Le 1er novembre 1847, jour le la Toussaint, la première pierre de la nouvelle église est bénie.
La construction commence à l'Est de l'ancien bâtiment, par ce qui deviendra le nouveau choeur,
ceci afin de ne pas interrompre les célébrations liturgiques qui continuent
et ne doivent pas s'arrêter à cause des travaux.

Le 18 octobre 1850 la première messe est célébrée sur le nouvel autel.
Les travaux de construction de la nef se poursuivent
en englobant l'ancienne collégiale qui sert alors d'échaffaudage.

En 1855 la nouvelle église est achevée.
Seule subsiste l'ancienne façade Ouest avec son portail Renaissance daté de 1541
et son clocher octogonal à 3 étages.

 

 

L'église entre 1855 et 1891 avec la nouvelle nef
mais encore l'ancien clocher.
(Photo prise vers 1889)

 


Le nouvel édifice est long de 50 m et large de 25m.
(L'ancienne collégiale était inscrite dans un carré de 28 m de côté, avec une hauteur sous voûte de 10,50m).

Sa nef unique sans piliers ni bas-côtés afin de permettre
à chaque fidèle de voir l'autel et le célébrant,
est large de 14m. Sa voûte en berceau s'élève à 18 mètres.

Cinq absides forment son chevet et sont un rappel des 9 absides
qui entouraient de la collégiale romane sur trois de ses côtés.

Au centre une grande abside avec le maître-autel encadrée
par deux absidioles latérales avec des autels secondaires.
Les deux absidioles extrêmes, cachées au regard quand on se tient dans la nef,
correspondent à la salle de catéchisme au Nord et à la sacristie au Sud.

 




La nef unique sans bas-côtés.
Les chapelles ont été créées à l'extérieur, entre les contre-forts.

 

Nous savons qu'un orgue se trouvait dans la nouvelle église car ce dernier sera repris pour la somme de 2.500 francs
par Aristide Cavaillé-Coll à l'occasion de la commande du nouvel instrument en 1870.

Nous n'avons malheureusement pas d'information sur l'origine ni la composition de ce premier instrument.
Les archives concernant la construction du nouvel édifice ne font pas mention de l'orgue.

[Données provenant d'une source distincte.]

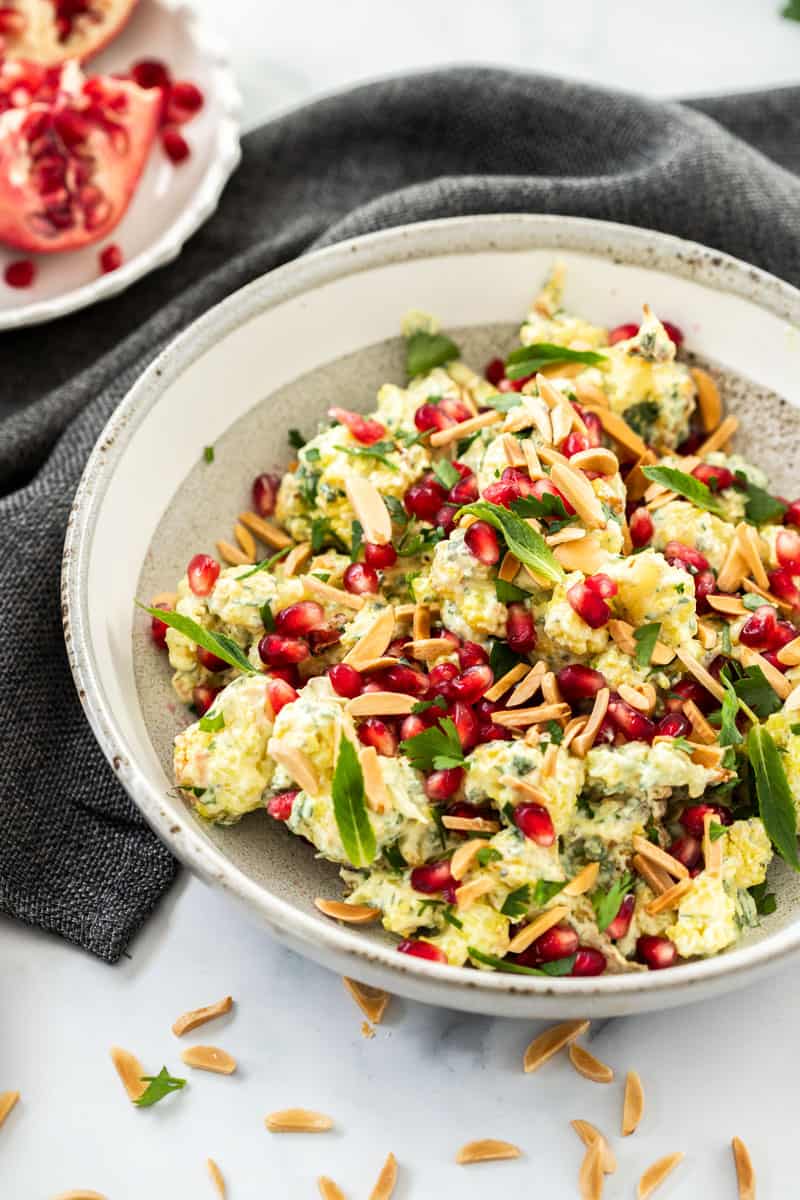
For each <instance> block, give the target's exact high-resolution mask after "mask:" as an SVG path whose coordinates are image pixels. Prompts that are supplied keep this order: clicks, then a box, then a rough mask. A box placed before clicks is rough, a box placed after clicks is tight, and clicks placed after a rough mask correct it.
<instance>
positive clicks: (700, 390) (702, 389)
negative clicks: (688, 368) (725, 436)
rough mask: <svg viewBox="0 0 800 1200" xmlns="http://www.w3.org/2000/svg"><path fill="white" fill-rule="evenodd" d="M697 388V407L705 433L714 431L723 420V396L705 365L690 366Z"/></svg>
mask: <svg viewBox="0 0 800 1200" xmlns="http://www.w3.org/2000/svg"><path fill="white" fill-rule="evenodd" d="M688 373H690V374H691V377H692V379H693V380H694V386H696V388H697V407H698V409H699V413H700V424H702V426H703V432H704V433H712V432H714V430H716V427H717V425H718V424H720V421H721V420H722V397H721V396H720V389H718V388H717V385H716V384H715V382H714V379H712V378H711V376H710V374H709V373H708V371H704V370H703V367H690V372H688Z"/></svg>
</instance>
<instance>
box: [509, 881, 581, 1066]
mask: <svg viewBox="0 0 800 1200" xmlns="http://www.w3.org/2000/svg"><path fill="white" fill-rule="evenodd" d="M569 911H570V910H569V908H567V907H566V905H557V906H555V907H554V908H547V910H546V912H542V913H540V914H539V917H535V918H534V920H531V922H530V923H529V924H528V925H523V928H522V929H521V930H519V932H518V934H515V936H513V937H512V938H511V941H510V942H509V950H510V952H511V954H522V952H523V950H527V949H528V947H529V946H531V944H533V943H534V942H535V941H536V938H537V937H541V936H542V934H546V932H547V930H548V929H552V928H553V925H558V923H559V922H560V920H564V918H565V917H566V916H567V913H569ZM525 1069H528V1068H525Z"/></svg>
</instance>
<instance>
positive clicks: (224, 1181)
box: [205, 1158, 228, 1200]
mask: <svg viewBox="0 0 800 1200" xmlns="http://www.w3.org/2000/svg"><path fill="white" fill-rule="evenodd" d="M205 1165H206V1166H207V1168H209V1175H210V1176H211V1182H212V1183H213V1186H215V1188H216V1189H217V1195H218V1196H221V1200H225V1195H227V1194H228V1193H227V1190H225V1181H224V1180H223V1177H222V1171H221V1170H219V1168H218V1166H217V1164H216V1163H215V1160H213V1159H212V1158H206V1160H205Z"/></svg>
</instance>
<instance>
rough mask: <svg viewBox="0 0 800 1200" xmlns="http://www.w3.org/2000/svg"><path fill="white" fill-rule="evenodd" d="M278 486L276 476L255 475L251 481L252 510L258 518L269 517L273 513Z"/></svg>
mask: <svg viewBox="0 0 800 1200" xmlns="http://www.w3.org/2000/svg"><path fill="white" fill-rule="evenodd" d="M279 486H281V480H279V479H278V476H277V475H257V476H255V479H254V480H253V508H254V509H255V511H257V512H258V515H259V516H260V517H271V516H272V514H273V512H275V502H276V500H277V497H278V487H279Z"/></svg>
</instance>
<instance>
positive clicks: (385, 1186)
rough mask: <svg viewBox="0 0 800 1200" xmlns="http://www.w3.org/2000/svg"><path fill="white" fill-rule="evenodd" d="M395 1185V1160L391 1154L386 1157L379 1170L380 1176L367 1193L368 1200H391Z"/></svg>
mask: <svg viewBox="0 0 800 1200" xmlns="http://www.w3.org/2000/svg"><path fill="white" fill-rule="evenodd" d="M396 1183H397V1159H396V1158H395V1156H393V1154H391V1153H390V1154H387V1156H386V1162H385V1163H384V1165H383V1166H381V1168H380V1174H379V1176H378V1178H377V1180H375V1186H374V1188H373V1189H372V1192H371V1193H369V1200H391V1196H392V1195H393V1193H395V1184H396Z"/></svg>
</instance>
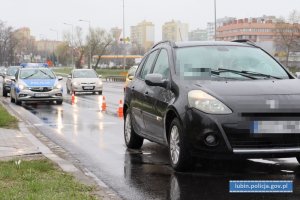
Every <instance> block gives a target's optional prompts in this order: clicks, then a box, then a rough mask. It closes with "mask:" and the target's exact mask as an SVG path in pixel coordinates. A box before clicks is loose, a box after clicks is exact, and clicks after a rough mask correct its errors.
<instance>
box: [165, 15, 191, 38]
mask: <svg viewBox="0 0 300 200" xmlns="http://www.w3.org/2000/svg"><path fill="white" fill-rule="evenodd" d="M162 39H163V40H171V41H174V42H177V41H188V39H189V25H188V24H187V23H182V22H180V21H174V20H172V21H170V22H166V23H165V24H164V25H163V26H162Z"/></svg>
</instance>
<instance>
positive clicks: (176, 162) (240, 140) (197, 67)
mask: <svg viewBox="0 0 300 200" xmlns="http://www.w3.org/2000/svg"><path fill="white" fill-rule="evenodd" d="M299 85H300V80H299V79H295V77H294V76H293V75H292V74H291V73H289V72H288V70H286V68H285V67H283V66H282V65H281V64H280V63H279V62H277V61H276V60H275V59H274V58H273V57H272V56H271V55H269V54H268V53H267V52H266V51H264V50H263V49H261V48H260V47H258V46H256V45H255V44H252V43H250V42H249V41H246V40H239V41H234V42H176V43H173V42H168V41H167V42H161V43H158V44H157V45H155V46H154V47H153V48H152V49H151V50H150V51H149V52H148V53H147V54H146V55H145V56H144V58H143V60H142V62H141V64H140V65H139V67H138V69H137V72H136V74H135V78H134V79H133V80H132V82H131V83H129V84H128V86H127V88H126V93H125V102H124V113H125V117H124V140H125V143H126V145H127V147H128V148H132V149H138V148H140V147H141V146H142V144H143V140H144V138H146V139H148V140H150V141H153V142H156V143H159V144H163V145H166V146H168V148H169V154H170V163H171V165H172V167H173V168H174V169H175V170H178V171H184V170H187V169H189V168H191V167H192V166H193V164H194V163H195V160H196V159H195V158H196V157H199V158H215V159H224V158H254V157H296V158H297V160H298V162H300V87H299Z"/></svg>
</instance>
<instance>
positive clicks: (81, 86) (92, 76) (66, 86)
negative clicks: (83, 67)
mask: <svg viewBox="0 0 300 200" xmlns="http://www.w3.org/2000/svg"><path fill="white" fill-rule="evenodd" d="M66 87H67V93H68V94H70V93H74V94H75V93H77V92H93V93H94V94H95V93H96V92H97V93H98V94H99V95H101V94H102V88H103V86H102V80H101V76H100V75H98V74H97V72H96V71H95V70H93V69H74V70H72V72H71V74H70V75H69V76H68V80H67V83H66Z"/></svg>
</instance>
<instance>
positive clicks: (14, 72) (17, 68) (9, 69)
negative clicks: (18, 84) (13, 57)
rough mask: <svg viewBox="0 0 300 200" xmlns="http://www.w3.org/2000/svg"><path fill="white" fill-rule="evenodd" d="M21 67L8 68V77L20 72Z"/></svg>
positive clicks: (7, 70) (11, 67)
mask: <svg viewBox="0 0 300 200" xmlns="http://www.w3.org/2000/svg"><path fill="white" fill-rule="evenodd" d="M18 69H19V67H9V68H7V71H6V74H7V75H8V76H14V75H15V74H16V72H17V71H18Z"/></svg>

Etait-il présent dans la vieille collégiale, et depuis quand ?
A-t-il chanté le 5 mars 1845 lors de la cérémonie de mariage entre Vincent Cavaillé-Coll, le frère aîné d'Aristide, et Louise Nadau ?
Etait-ce un instrument d'occasion, installé dans la nouvelle église après l'achèvement de la nef en 1855 ?

 

 

La nouvelle église de 1855 parue toujours inachevée avec sa vieille façade romane.
En 1890 le clocher menaçant de s'effondrer, le Conseil de Fabrique décide
de compléter l'édifice et d'achever les travaux initiés plus de quarante ans auparavant.
Le 25 février 1890 la Fabrique et le Conseil Municipal acceptent
le budget d'agrandissement présenté par l'architecte Emile Loupot.
Cet agrandissement est jugé d'autant plus nécessaire du fait que, depuis l'arrivée
du chemin de fer à Luchon en 1873, le nombre de touristes et de curistes est passé
de 5.000 à plus de 50.000 par saison estivale.
Le nouveau projet permettra d'alonger l'édifice vers l'Ouest de 3,50m
et ainsi d'agmenter le nombre de places assises d'une centaine.

Il est prévu d'effectuer les travaux en deux parties.
Les fonds nécessaires à la réalisation de la première partie étant disponibles,
les travaux commencent en 1891. Mais ils doivent s'arrêter en 1894
car les caisses sont vides pour entamer la seconde partie...

Il faudra attendre 1897 pour qu'enfin la nouvelle façade soit terminée,
mais avec une seule tour carrée au lieu des deux tours octogonales avec flèches
prévues initialement par l'architecte.